NLU Model Evaluation
The NLU Model Evaluation provides tools to analyze how AI Agents interpret user inputs. By reviewing conversation history and confidence scores, you can identify areas where the NLU model requires further training or adjustment.
To access the Evaluation Tool, on the NLU menu, click Evaluation.
Evaluation Dashboard
The dashboard offers a visual representation of NLU performance over a selected date range.
- Trend Chart. Displays the volume of messages processed and identifies fluctuations in NLU accuracy over time.
- Confidence Buckets. Groups user phrases by their accuracy score, allowing you to see what percentage of interactions fall into high, medium, or low confidence categories.

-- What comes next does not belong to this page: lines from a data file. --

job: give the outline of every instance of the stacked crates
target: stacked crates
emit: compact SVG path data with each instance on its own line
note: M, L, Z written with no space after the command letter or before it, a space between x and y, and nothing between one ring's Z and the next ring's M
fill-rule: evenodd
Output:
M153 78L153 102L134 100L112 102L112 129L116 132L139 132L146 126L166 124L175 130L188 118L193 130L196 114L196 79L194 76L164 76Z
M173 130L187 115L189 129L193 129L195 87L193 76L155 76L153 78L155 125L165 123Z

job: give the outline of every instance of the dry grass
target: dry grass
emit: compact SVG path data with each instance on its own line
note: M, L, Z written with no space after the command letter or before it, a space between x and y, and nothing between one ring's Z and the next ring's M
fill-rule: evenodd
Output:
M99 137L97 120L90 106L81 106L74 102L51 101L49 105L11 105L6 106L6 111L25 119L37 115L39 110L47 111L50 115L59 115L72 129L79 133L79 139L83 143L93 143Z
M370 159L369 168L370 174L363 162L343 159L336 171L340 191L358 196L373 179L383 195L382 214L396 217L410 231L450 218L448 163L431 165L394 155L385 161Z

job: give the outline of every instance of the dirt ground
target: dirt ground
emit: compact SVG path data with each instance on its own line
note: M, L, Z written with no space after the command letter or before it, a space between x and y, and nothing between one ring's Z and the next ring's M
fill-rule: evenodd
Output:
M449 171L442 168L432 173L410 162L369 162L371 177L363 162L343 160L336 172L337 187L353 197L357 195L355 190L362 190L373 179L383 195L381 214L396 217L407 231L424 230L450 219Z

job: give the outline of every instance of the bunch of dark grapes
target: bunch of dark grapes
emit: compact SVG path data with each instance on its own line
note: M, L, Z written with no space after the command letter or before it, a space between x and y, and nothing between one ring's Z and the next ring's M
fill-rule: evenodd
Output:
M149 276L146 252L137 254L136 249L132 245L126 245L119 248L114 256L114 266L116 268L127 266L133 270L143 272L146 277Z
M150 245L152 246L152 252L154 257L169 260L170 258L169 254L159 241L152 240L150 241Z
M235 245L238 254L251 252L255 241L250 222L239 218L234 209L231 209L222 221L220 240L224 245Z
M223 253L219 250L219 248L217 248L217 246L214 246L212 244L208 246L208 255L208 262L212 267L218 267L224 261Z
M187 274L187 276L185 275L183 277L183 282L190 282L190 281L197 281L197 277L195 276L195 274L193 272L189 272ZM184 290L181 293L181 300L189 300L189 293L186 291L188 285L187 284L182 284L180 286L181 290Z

- Conversation History Table. Provides a granular look at individual messages, the matched intent (Flow or Knowledge Base), and the confidence score.
Filtering the data
The Conversation History tab lets you review messages sent to the AI Agent and evaluate how well they were matched to intents. Use the filters at the top of the page to narrow down the data.
| Filter | Description |
|---|---|
| Date range | Restrict results to a specific time window. |
| Status | Filter by match status (e.g. Single match, No match). |
| Flow | Limit results to conversations that matched a specific flow. |
| Datasource | Filter by KB data source used. |
| Question | Search for a specific user utterance. |
| Orchestrated AI Agent |
Filter by an orchestrated AI Agent. NOTE: This filter is available only when accessing the conversation history of a Druid Conductor.
|
Exporting and Importing Conversation History
You can manage NLU data externally by using the Export and Import buttons located above the conversation history table.
Exporting Conversation History
Clicking the Export button downloads an Excel file containing the filtered conversation history to your computer's default download folder. This file includes:
- Message details. The original user phrase and the detected language.
- Matching logic. The matching status (e.g., SingleMatch), the confidence score, and the specific Flow IDs or Names triggered by the input.
- User info. The username (e.g., anonymous or admin) and the channel used.
Importing Conversation History
The Import button allows you to upload previously exported or modified NLU data back into the system for batch analysis.
Managing the Evaluation List
Within the Conversation History tab, you can take direct action on specific user messages:
- Refine training. Identify phrases with low scores and click the edit icon to map them to the correct intent or add them to the Train Set.
- Status indicators. View whether a phrase is currently in a Draft state or has been integrated into the active model.